The alternating operator $A$ produces for any $k$-linear map $f$ an alternating $k$-linear map $Af$ (the alternatization of $f$):
$$Af(v_1, \ldots, v_k) = \sum_{\sigma \in S_k} \text{sgn}(\sigma)f\left(v_{\sigma(1)}, \ldots, v_{\sigma(k)}\right)$$
I've tried to prove that the definition of an alternating $k$-linear map holds (and most of all, to find an intuitive explanation for this!), but haven't made much progress...
If I think about the definition where having two equal arguments must make the map evaluate to $0$, then having two equal arguments means transposing them doesn't change anything, so two terms cancel out in the sum, but what about the rest?

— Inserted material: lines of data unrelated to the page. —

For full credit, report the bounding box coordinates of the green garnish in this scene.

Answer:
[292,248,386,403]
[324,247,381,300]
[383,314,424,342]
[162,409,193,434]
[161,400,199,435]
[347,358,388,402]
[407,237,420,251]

Proof idea for alternative definition
Not what I was looking for, but I figured out a proof outline for an alternative definition of an alternating map. An alternating map is also defined as a map where transposing two arguments changes the sign of the map (e.g. $f(y, x, z) = - f(x, y, z)$).
Composing any permutation with a transposition changes its sign, so if the sum gets decomposed into a sum of all even permutations and all odd permutations, all even permutations will get mapped to odd permutations and vice-versa, so the two sums change signs. As a consequence, the entire alternatized function also changes sign.